Вообще, как ни странно в то время частенько обращались к цифрам из старых отчетов. Атмосфера накалилась в связи с конфискацией и переселенческой политикой в Казахстан, которая была поставлена в грандиозном масштабе. Мной было достаточно рассказано о своих идеологических ошибках по земельному вопросу и в вопросе о конфискации имущества у баев. Я писал в своих показаниях, что не смотря ни на что, в это время я работал непосредственно в педагогическом вузе в Ташкенте.

Интерес, охвативший партийную и беспартийную интеллигенцию к этим вопросам, конечно, не был чужд и мне. При соответствующих встречах я слушая, верил словам тов. Каратлеуова и соответственно реагировал. Я ранее в своих показаниях писал, что Бокейханов Алихан, благодаря своей прошлой политической деятельности и исключительному интересу к земельному вопросу в Казахстане в период колонизаторской политики царизма, уделяет очень большое внимание всей казахской интеллигенции земельным вопросам, а также переселенческой политике. Я написал Бокейханову как знатоку земельного вопроса в Казахстане, к тому же участнику экспедиции по обследованию казахстанских земель специалистами по земельному вопросу, экспедиция проводилась нашим правительством в 1921–23гг.

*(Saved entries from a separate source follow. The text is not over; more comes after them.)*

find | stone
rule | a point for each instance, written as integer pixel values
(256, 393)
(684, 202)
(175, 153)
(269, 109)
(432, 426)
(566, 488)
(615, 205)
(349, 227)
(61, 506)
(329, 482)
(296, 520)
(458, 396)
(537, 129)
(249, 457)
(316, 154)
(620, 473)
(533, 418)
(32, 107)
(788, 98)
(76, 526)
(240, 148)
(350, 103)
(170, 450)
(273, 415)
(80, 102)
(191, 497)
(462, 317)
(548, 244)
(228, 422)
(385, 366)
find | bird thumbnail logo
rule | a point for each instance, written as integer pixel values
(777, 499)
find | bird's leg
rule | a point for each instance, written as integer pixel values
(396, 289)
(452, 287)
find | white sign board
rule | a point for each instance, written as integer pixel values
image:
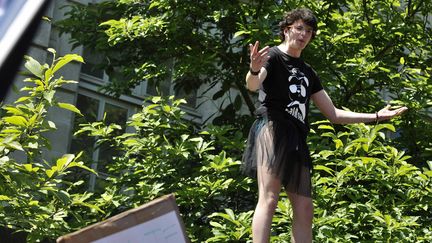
(155, 222)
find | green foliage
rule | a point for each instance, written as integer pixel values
(365, 189)
(167, 154)
(34, 197)
(365, 49)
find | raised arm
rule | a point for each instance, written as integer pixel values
(257, 72)
(338, 116)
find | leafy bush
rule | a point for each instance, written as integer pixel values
(168, 154)
(34, 197)
(364, 190)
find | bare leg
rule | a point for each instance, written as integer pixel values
(269, 187)
(302, 218)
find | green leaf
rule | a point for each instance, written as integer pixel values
(34, 67)
(324, 168)
(64, 161)
(16, 120)
(4, 198)
(66, 59)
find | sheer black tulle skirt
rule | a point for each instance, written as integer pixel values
(276, 142)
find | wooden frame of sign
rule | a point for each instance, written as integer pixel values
(157, 221)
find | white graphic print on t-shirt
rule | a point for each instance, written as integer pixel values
(297, 93)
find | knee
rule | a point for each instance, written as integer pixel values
(304, 211)
(269, 201)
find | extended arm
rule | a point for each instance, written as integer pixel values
(257, 60)
(338, 116)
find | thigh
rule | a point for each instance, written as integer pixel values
(302, 205)
(269, 185)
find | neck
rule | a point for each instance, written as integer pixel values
(285, 47)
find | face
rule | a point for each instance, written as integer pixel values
(298, 35)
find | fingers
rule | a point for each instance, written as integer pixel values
(258, 57)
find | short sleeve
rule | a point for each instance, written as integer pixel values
(270, 62)
(316, 86)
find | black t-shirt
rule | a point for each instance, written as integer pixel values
(288, 86)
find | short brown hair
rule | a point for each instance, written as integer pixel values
(292, 16)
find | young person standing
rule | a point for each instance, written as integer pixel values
(277, 152)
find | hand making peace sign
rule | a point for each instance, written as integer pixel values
(257, 58)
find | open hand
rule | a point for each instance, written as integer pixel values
(385, 113)
(258, 58)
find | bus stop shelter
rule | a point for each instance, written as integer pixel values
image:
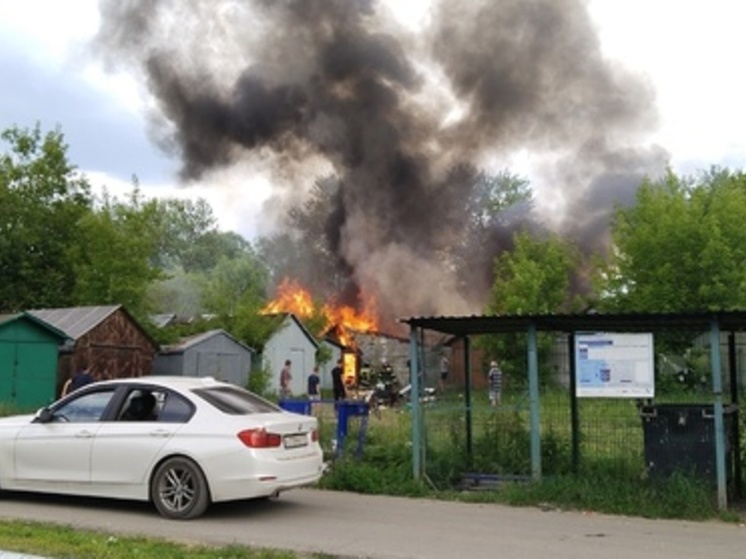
(715, 323)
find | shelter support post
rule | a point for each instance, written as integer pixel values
(467, 397)
(717, 390)
(414, 379)
(574, 411)
(736, 422)
(533, 385)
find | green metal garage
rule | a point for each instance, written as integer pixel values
(28, 361)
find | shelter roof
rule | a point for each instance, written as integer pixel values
(587, 322)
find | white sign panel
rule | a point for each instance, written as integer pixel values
(609, 365)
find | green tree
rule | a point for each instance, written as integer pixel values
(534, 278)
(235, 282)
(113, 263)
(42, 200)
(681, 247)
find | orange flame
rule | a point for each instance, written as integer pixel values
(294, 298)
(291, 297)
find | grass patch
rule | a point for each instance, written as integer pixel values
(62, 542)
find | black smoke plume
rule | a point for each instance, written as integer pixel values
(395, 113)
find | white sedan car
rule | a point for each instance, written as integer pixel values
(179, 442)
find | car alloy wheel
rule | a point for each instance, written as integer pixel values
(179, 490)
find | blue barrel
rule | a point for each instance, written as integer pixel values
(303, 407)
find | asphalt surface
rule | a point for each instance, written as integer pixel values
(350, 525)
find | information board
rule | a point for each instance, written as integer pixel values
(614, 365)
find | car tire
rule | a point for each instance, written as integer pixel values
(179, 490)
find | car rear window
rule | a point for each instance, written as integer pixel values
(235, 401)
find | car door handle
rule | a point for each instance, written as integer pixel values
(160, 433)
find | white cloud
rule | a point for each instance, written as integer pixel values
(689, 49)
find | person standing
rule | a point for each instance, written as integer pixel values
(443, 372)
(285, 378)
(314, 383)
(338, 382)
(495, 380)
(314, 391)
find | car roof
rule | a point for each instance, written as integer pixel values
(178, 383)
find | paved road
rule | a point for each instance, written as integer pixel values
(350, 525)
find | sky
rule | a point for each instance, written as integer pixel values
(689, 50)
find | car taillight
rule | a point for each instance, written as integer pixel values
(259, 438)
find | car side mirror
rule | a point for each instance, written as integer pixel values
(44, 415)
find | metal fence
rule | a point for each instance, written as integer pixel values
(630, 438)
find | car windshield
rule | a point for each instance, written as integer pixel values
(235, 401)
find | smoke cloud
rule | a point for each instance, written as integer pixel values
(394, 114)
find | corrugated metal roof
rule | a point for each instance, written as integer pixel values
(8, 317)
(75, 321)
(589, 322)
(4, 318)
(196, 339)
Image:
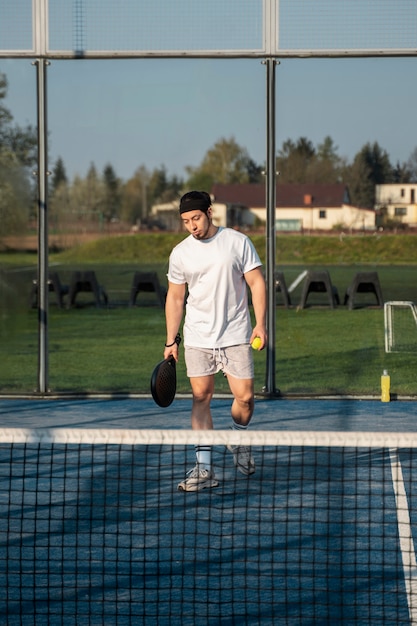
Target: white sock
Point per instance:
(203, 454)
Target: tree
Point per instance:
(412, 166)
(371, 166)
(17, 154)
(301, 162)
(294, 159)
(111, 204)
(59, 175)
(225, 163)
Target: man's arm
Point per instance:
(256, 282)
(174, 309)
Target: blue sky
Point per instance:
(170, 112)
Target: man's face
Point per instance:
(197, 223)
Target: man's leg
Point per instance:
(242, 411)
(243, 403)
(203, 389)
(202, 476)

Я совершенно четко заявляю и в прежних показаниях заявлял, что мои взгляды и общие установки по земельным вопросам, в данном случае и по переселенческим вопросам ничем не отличаются от взглядов Бокейханова. Пишу, что считаю по праву его своим учителем. Также мы были против новой переселенческой волны. До проведения политики сплошного земледелия у казахского населения в прошлом в большинстве своем не было землепашцев. Характер отношений к земельному вопросу казахских партийных работников критиковал в своем выступлении на 6 конференции ЦКа крайкома тов.Голощекин.

Я считаю, что застрял в своих ошибках по земельным вопросам в то время, не имея классового подхода в этом вопросе. Учитывая обстановку новых условий, нужно было реконструировать социальные отношения. А я был потрясен хозяйственными и культурными изменениями народа с примитивным хозяйством. Я полагал, что столкновение культур, резкое изменение хозяйственной жизни скотоводов может привести к обнищанию и гибели народа. Я считал, что примитивное хозяйство кочевника-скотовода может быть легко разрушено, но скотоводческое хозяйство очень трудно восстанавливается. Но я не учел самого главного, что здесь изменение социального хозяйственного уклада произойдет при помощи огромной материально-технической помощи со стороны пролетариата передовой страны, Союза, словом, я не учел наличие машинно-тракторных станций, строительство совхозов, колхозов и т. д. Этой ясности в то время не было. Сам я непосредственно в земельных работах не принимал участия.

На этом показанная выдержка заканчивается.